While homeowners who cannot get coverage in the private market can always rely on FEMA’s NFIP, even these rates are becoming more expensive, especially in high flood risk areas.

Rob Bhatt, an insurance analyst for LendingTree, told Politico that an average NFIP policy is about $866 annually, or $72 per month.

“Growing flood risk may cause the cost of flood insurance to rise overtime,” Burley said. “Flood insurance is required for properties in high flood-risk areas on FEMA’s flood maps if they have a federal backed mortgage or if they’ve ever received federal disaster assistance.”

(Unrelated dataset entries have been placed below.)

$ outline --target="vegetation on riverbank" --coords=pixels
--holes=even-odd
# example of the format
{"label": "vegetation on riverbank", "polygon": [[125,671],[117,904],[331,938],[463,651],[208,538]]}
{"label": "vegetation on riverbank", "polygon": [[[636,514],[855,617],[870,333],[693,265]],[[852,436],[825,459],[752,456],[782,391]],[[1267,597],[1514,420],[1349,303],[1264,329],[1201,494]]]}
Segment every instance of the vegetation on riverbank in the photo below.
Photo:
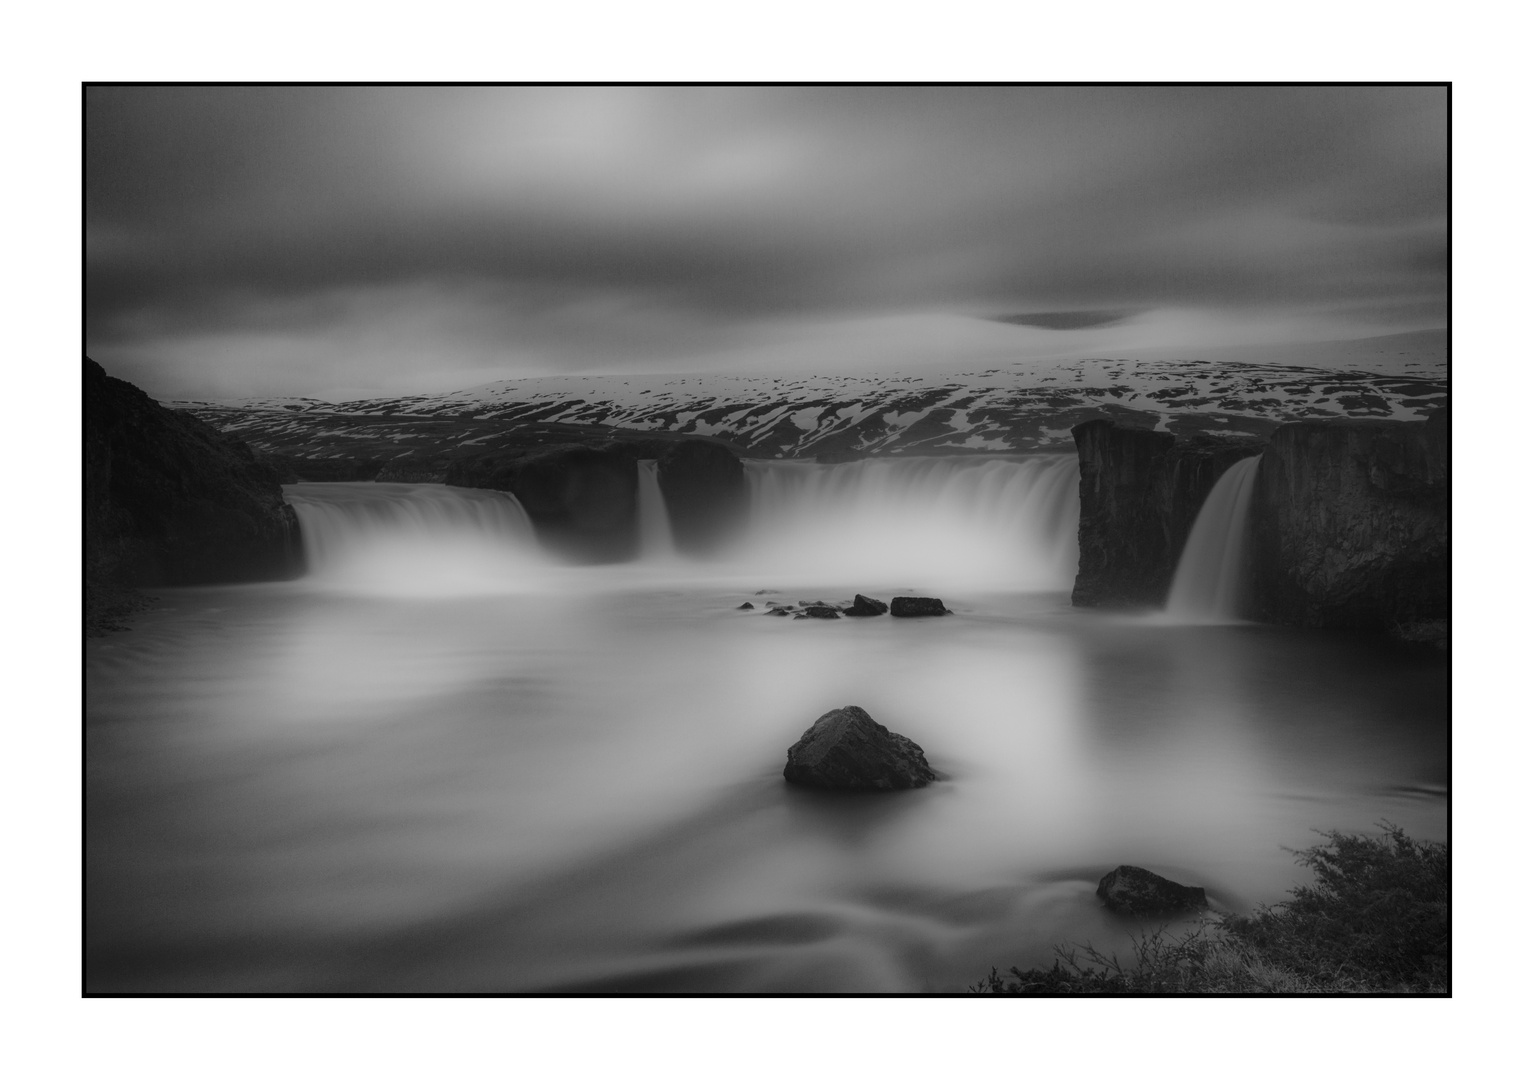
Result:
{"label": "vegetation on riverbank", "polygon": [[107,580],[85,583],[85,636],[101,637],[114,630],[127,630],[129,616],[155,605],[155,598],[138,589]]}
{"label": "vegetation on riverbank", "polygon": [[1138,938],[1132,959],[1062,947],[1048,970],[1010,969],[988,994],[1446,994],[1449,848],[1382,823],[1382,836],[1335,830],[1296,852],[1315,872],[1292,899],[1213,916],[1181,936]]}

Rising insurance costs could strain housing affordability and accessibility for all homeowners, Burley said, while making recovery from climate-related events even more difficult for those without coverage.

“Because flood damage is not covered by traditional homeowners or renters insurance, without flood insurance coverage a household that experiences a flood event may have to pay for damages out-of-pocket or rely on federal disaster assistance, which is not guaranteed and can take months to reach impacted households,” she said.